Hunslet-born and brought up in the traditions of the game there, Bernard Poole initially signed for Hull in 1947 but was brought to Leeds a week into the 1950-1 season, when the management decided the pack needed beefing up after a 14th placed finish the year before and a surprise early loss at Keighley.

He made his debut in the derby at Bramley three days later and scored a try in a 25-10 win. According to team manager and club historian Ken Dalby, he “displayed in that game the relentless tackling, enthusiastic backing up, and wholehearted endeavour which were to be the hallmark of each of his subsequent performances.” Within three months of signing, he gained his sole international cap in England’s 14-9 European Championship win over France at Headingley. He also won his first Yorkshire cap, one of nine in total, that season. Initially forming a fine partnership with Arthur Clues, he was in the Leeds side that lost in the Challenge Cup semi-final replay against Barrow at Fartown in his first campaign, and was also one of Leeds’s eight try scorers when they bet Italy 56-41 in an exhibition game in September 1950. He crossed again in the home Yorkshire Cup semi final defeat to Wakefield the following season as Leeds went down 18-17 and seemed to be everywhere in the closing minutes as the Loiners pressed for victory.

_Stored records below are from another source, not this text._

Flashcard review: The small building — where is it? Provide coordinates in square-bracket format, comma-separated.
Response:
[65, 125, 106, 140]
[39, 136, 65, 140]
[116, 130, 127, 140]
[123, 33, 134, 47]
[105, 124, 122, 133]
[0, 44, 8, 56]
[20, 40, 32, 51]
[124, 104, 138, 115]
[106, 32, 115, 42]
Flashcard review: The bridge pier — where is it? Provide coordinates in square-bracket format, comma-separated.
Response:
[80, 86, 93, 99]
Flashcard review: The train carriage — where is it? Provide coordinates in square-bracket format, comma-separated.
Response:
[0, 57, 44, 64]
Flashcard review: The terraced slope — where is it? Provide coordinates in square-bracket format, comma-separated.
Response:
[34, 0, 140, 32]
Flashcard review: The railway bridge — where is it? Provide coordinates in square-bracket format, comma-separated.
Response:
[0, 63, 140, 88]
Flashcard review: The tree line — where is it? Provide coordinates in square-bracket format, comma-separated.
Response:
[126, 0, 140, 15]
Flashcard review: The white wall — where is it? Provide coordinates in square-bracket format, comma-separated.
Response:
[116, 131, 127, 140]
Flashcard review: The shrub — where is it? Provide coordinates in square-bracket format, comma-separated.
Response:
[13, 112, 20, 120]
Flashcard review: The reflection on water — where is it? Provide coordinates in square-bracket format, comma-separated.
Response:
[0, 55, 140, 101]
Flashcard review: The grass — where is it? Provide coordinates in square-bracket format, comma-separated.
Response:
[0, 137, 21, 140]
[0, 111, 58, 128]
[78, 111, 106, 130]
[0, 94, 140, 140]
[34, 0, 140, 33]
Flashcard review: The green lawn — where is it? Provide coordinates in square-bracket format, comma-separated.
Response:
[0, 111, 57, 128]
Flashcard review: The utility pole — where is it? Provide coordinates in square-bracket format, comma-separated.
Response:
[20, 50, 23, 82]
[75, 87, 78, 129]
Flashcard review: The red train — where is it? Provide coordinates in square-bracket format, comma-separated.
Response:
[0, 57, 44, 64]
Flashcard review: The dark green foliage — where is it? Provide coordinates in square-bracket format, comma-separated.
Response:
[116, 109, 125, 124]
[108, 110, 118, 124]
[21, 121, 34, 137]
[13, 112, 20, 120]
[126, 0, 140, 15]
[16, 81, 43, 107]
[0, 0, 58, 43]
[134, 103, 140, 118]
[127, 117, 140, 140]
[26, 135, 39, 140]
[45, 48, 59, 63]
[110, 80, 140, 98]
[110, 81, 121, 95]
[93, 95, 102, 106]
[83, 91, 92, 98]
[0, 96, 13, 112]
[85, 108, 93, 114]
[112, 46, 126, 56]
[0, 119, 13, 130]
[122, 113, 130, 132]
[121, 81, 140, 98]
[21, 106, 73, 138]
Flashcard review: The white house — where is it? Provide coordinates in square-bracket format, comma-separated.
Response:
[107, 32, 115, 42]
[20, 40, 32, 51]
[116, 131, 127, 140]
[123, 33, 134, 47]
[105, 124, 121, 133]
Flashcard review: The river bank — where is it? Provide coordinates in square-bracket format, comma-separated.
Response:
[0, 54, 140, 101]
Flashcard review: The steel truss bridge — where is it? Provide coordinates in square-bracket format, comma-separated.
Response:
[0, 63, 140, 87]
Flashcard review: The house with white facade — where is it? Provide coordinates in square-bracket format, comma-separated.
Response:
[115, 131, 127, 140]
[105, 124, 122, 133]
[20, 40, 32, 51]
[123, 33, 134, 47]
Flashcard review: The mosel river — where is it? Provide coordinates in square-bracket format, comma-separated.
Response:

His most productive campaign in terms of tries was 1954-5, when he crossed the whitewash nine times, including a brace against Hull KR in the first round of the Yorkshire Cup, a feat he repeated facing the Robins in a league game two years later. By now, with Clues having moved on to Hunslet, his consistency of performance was such that he was one of the first names on the team sheet, striking up a similarly complimentary back row partnership with Don Robinson. He also acted as a great role model for the increasing number of young forwards coming through at the club with his assiduous preparation and complete all-round game. It seemed as though domestic glory was going to elude him when he was again prominent in successfully defending a narrow lead at Hull in the first round of the Challenge Cup in 1955-6, but the blue and amber going out in the quarter finals at home to Halifax. However, the following season he was the glue that held the run to and triumph at Wembley together.

He started the 1957-8 season in fine form, picking up three tries in four games against Hull, Blackpool and Huddersfield but the cup winning pack quickly broke up and, following defeat in the Yorkshire Cup semi final by Huddersfield in early October he, along with Ernie Hopper, was released. In all he made 288 appearances, crossing for a highly respectable 50 tries and kicking his sole goal in a 19-13 win, again over Hull KR, in December 1951.